Yes, I am aware of the incredible sexism of these statements (some of which have come from women). But what concerns me isn’t other people’s misplaced awe – it’s how to share my self-esteem with my little daughter.
You see, my mother raised me – as so many Jewish mothers do – to believe that I am nothing short of brilliant.
Talented. Clever. Beautiful. Capable. Worthy of world leadership, huge success and Prince William. (Yes. Really. Mom was devastated when Kate got him.)
You can imagine, then, the extent of my self-confidence.
Granted, it did dip in my tweens and teens, in line with puberty and adolescent ups and downs, but it came back from varsity onwards and hasn’t deserted me yet.
This has helped me immeasurably in business and in life. And I badly want to entrench similar confidence in my daughter.

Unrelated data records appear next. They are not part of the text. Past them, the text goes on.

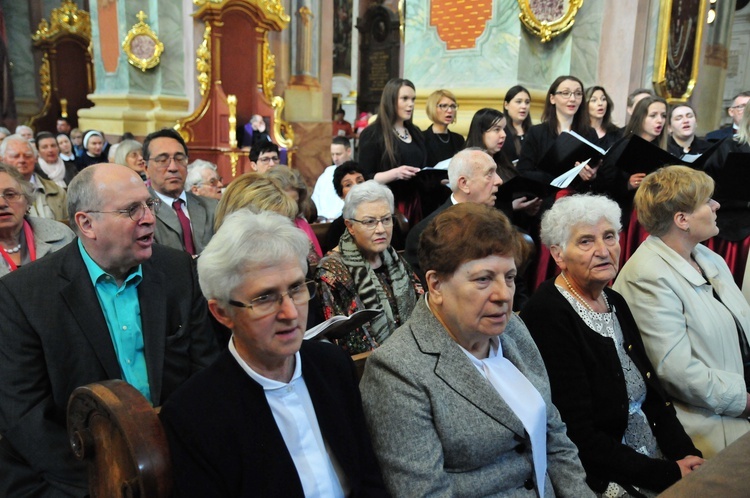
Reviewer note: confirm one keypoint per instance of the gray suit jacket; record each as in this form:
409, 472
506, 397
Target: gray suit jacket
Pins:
49, 236
54, 338
201, 211
440, 429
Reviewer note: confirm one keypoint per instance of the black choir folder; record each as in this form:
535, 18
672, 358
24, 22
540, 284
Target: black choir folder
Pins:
733, 179
642, 156
338, 326
636, 155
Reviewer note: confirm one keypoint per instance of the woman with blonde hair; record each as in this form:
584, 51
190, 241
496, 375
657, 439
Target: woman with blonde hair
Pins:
440, 142
694, 320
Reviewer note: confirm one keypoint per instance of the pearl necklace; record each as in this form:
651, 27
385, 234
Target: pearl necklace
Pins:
579, 297
405, 136
14, 250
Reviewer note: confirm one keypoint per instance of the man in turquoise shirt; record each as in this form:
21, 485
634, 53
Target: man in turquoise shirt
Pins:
113, 305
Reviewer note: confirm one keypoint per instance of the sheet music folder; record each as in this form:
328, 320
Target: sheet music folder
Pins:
733, 179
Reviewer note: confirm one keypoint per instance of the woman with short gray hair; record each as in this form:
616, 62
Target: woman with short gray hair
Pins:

Women and professional success
Unfortunately, recent research about women and business isn’t pretty. We’re comparatively worse than men at negotiations and navigating the challenges of the workplace. We’re less able to ask for what we’re worth and therefore less likely to succeed professionally.
So what do we do, as moms (and dads)?
1. Reinforce her worth
It’s important not to criticise girls about their lack of self-confidence, but to encourage them to advocate for themselves. How? Demonstrate, practise and reinforce strategies for dealing with life’s pit bulls, bullies, expert know-it-alls, conflict-avoiders and snipers. A practical example is: Encourage your daughter to order for herself in a restaurant*, to learn that although the server is there to serve her, she needs to be polite and say ‘please’ and ‘thank you’.
2. Discuss the challenges
Be honest with girls and young women, in an age-appropriate way, about the challenges they’ll face and how they can tackle these. This way, they won’t be shocked the first time they encounter bias; they’ll be equipped with effective ways to handle it. In practice, work against stereotypes by involving daughters (and sons) in activities that are traditionally seen as gender-specific, and try to draw attention to, and discuss, bias in books and movies.
3. Encourage assertiveness
Girls are often taught that being ‘good’ means being polite and using a passive communication style. As parents we need to be aware of when we’re being critical, especially when it relates to girls stepping out of a prescribed gender stereotypes box. For instance, say, “Stop that please! Pinching hurts!” rather than “Stop being a brat!” Labels discourage assertiveness.
4. Discourage peer worship
Some girls refrain from asserting their true selves because they want to copy a special friend. For example, if we’re eating out* and my little one’s best friend orders ribs, my daughter will ask for ribs too, even though she doesn’t usually like them. The experts suggest that I tell her it’s okay for her to decide for herself; that her bestie won’t like her any less if she goes her own way.
5. Encourage negotiation
In practice, cultivate the idea that when a little girl asks for something, she has to have a reason. Why should she get a new toy, a later bedtime, another DVD, a special treat? What do these things contribute to her wellbeing, the family or the social circle? This is similar in a business context. When she asks for a salary increase, she’ll need to identify what she contributes to the business.
6. Encourage opinions
Once your child is old enough to join a conversation, encourage her to speak her mind, even if you happen to disagree with her. If she is criticised or ‘corrected’ every time she has an opinion that differs from yours, she’ll stop asserting herself. In the real world, the dinner table* is a good place for this. Ask what her favorite animal is and why. Show her that there isn’t necessarily one right answer in life. And teach her that she can arrive at her own right answer.
* I’m aware that three of my six real-world examples feature food ;), which should give you a sense of how my mind works.